De rechtbank acht toewijzing van de gevorderde immateriële schade, en
gemaakte kosten voor de aanschaf van nieuw beddegoed, ondergoed en nachtjapon
tot een bedrag van ƒ xxx in redelijkheid en billijkheid toewijsbaar.
Voor wat betreft het meer en anders gevorderde is de rechtbank van oordeel
dat de vordering niet van zo eenvoudige aard is dat zij zich leent voor
behandeling in het strafgeding. De rechtbank zal de benadeelde partij A voor
wat betreft dat deel van de vordering niet-ontvankelijk verklaren.
Op grond van het bepaalde in artikel 36f van het Wetboek van Strafrecht zal
de rechtbank verdachte tevens de verplichting opleggen tot betaling aan de
Staat van het toe te wijzen bedrag ten behoeve van voornoemde benadeelde
partij.
8. Toegepaste wettelijke bepalingen
De beslissing is gegrond, behalve op de reeds aangehaalde wettelijke
voorschriften, op de artikelen 10, 14a, 14b, 14c, en 27 van het Wetboek van
Strafrecht.
9. De beslissing
De rechtbank, recht doende:
Verklaart niet bewezen dat het primair tenlastegelegde door verdachte is
begaan en spreekt hem daarvan vrij.
Verklaart bewezen dat het subsidiair tenlastegelegde, voorzover niet
doorgestreept in bijlage III, door verdacht is begaan.

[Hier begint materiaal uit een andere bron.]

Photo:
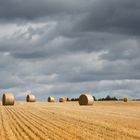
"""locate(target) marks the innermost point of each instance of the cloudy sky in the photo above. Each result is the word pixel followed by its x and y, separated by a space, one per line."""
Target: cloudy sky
pixel 65 47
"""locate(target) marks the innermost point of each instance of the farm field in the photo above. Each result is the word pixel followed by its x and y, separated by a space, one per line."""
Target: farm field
pixel 69 121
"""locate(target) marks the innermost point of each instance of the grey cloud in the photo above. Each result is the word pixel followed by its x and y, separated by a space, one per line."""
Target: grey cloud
pixel 80 46
pixel 113 16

Verklaart niet bewezen hetgeen verdachte subsidiair meer of anders is
tenlastegelegde dan hierboven bewezen is verklaard en spreekt hem daarvan
vrij.
Verstaat dat het aldus bewezen verklaarde oplevert het strafbare feit zoals
vermeld onder punt 4.
Verklaart verdachte hiervoor strafbaar.
Veroordeelt hem voor dit feit tot a. een gevangenisstraf voor de tijd van:
twaalf (12) maanden
Bepaalt dat een gedeelte van deze gevangenisstraf groot drie (3) maanden niet
zal worden tenuitvoergelegd, tenzij de rechter later anders mocht gelasten.

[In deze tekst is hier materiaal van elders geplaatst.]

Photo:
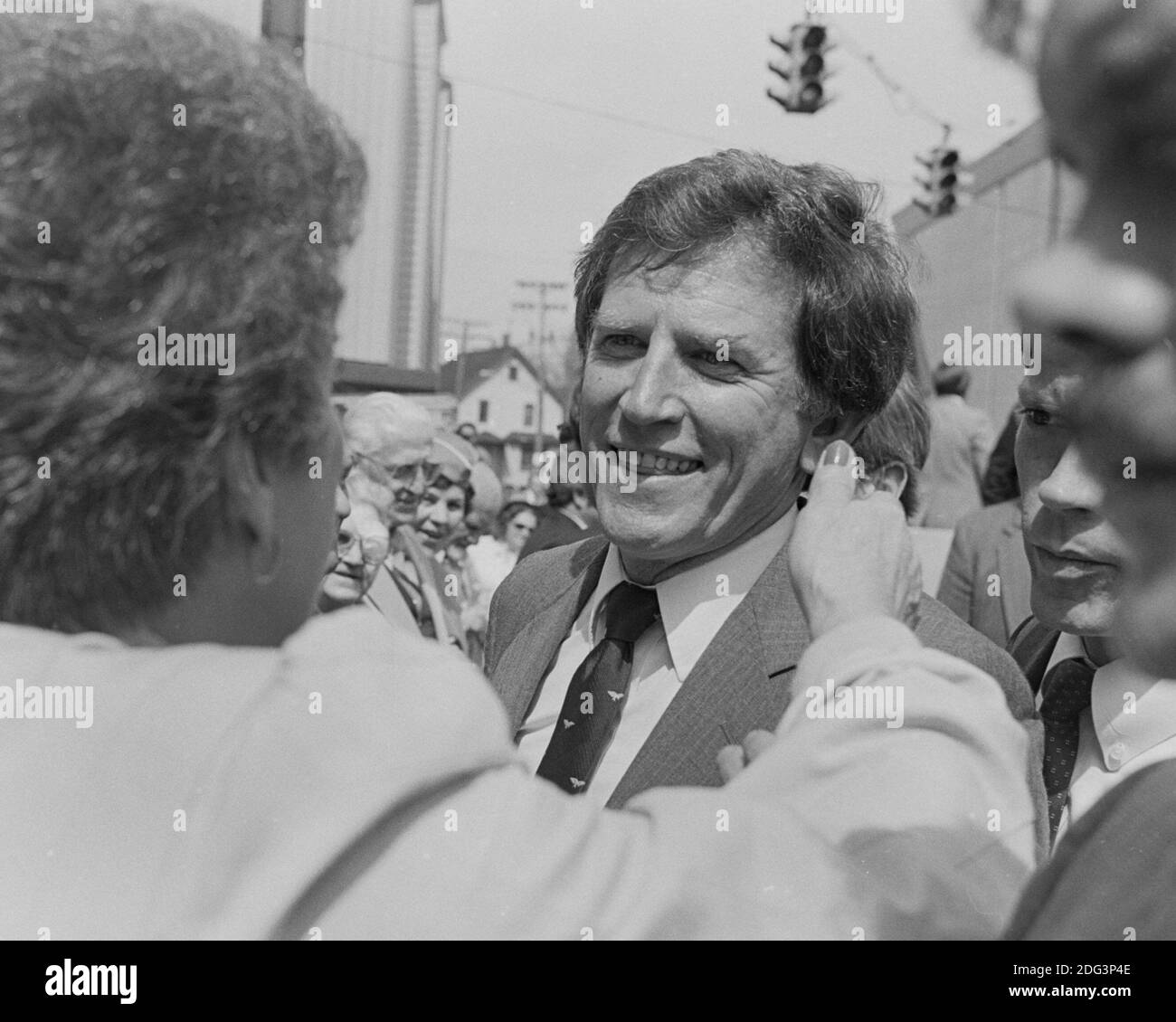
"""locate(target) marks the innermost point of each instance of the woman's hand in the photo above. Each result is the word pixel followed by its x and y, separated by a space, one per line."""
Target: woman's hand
pixel 851 558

De rechtbank stelt een proeftijd vast van twee (2) jaar. De tenuitvoerlegging
kan worden gelast indien verdachte zich voor het einde van de proeftijd heeft
schuldig gemaakt aan een strafbaar feit.
Overeenkomstig het bepaalde in artikel 27 van het Wetboek van Strafrecht zal
de rechtbank de tijd, door de veroordeelde voor de tenuitvoerlegging van deze
uitspraak in verzekering doorgebracht, in mindering brengen.

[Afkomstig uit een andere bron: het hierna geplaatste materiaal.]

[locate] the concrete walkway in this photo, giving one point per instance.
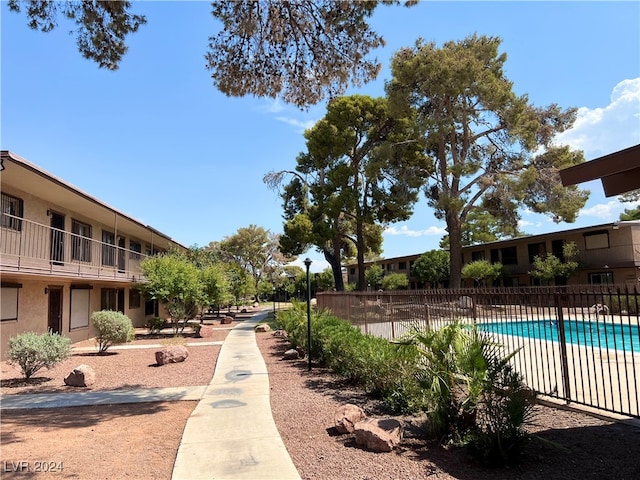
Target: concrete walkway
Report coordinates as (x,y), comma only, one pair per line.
(229,435)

Beslissing op de vordering van de benadeelde partij A
Wijst de vordering van de benadeelde partij ten dele toe en veroordeelt X
tegen kwijting aan A te betalen ƒ xx.
Veroordeelt verdachte tevens in de kosten door de benadeelde partij gemaakt,
tot op heden begroot op nihil, en in de kosten ten behoeve van de
tenuitvoerlegging van deze uitspraak nog te maken.
Verklaart de benadeelde partij A voor het overige niet-ontvankelijk nu de
vordering voor dat gedeelte niet van zo eenvoudige aard is dat zij zich leent
voor behandeling in het strafgeding. Verstaat dat de vordering voorzover die
niet is toegewezen kan worden aangebracht bij de burgerlijke rechter.
Legt aan veroordeelde X de verplichting op aan de Staat ten behoeve van de
benadeelde partij A, te betalen ƒ xx, bij gebreke van volledige betaling en
volledig verhaal te vervangen door hechtenis voor de duur van 45 dagen, met
dien verstande dat de toepassing van de vervangende hechtenis de hiervoor
opgelegde verplichting niet opheft.
Bepaalt daarbij dat, indien de veroordeelde heeft voldaan aan de verplichting
tot betaling aan de Staat van een bedrag van ƒ xx ten behoeve van de
benadeelde partij A daarmee de verplichting van veroordeelde om aan de
benadeelde partij een bedrag van ƒ xx te betalen komt te vervallen, en dat,
indien veroordeelde aan de benadeelde partij een bedrag van ƒ xx heeft
betaald, daarmee de verplichting tot betaling aan de Staat van een bedrag van
ƒ xx ten behoeve van de benadeelde partij komt te vervallen.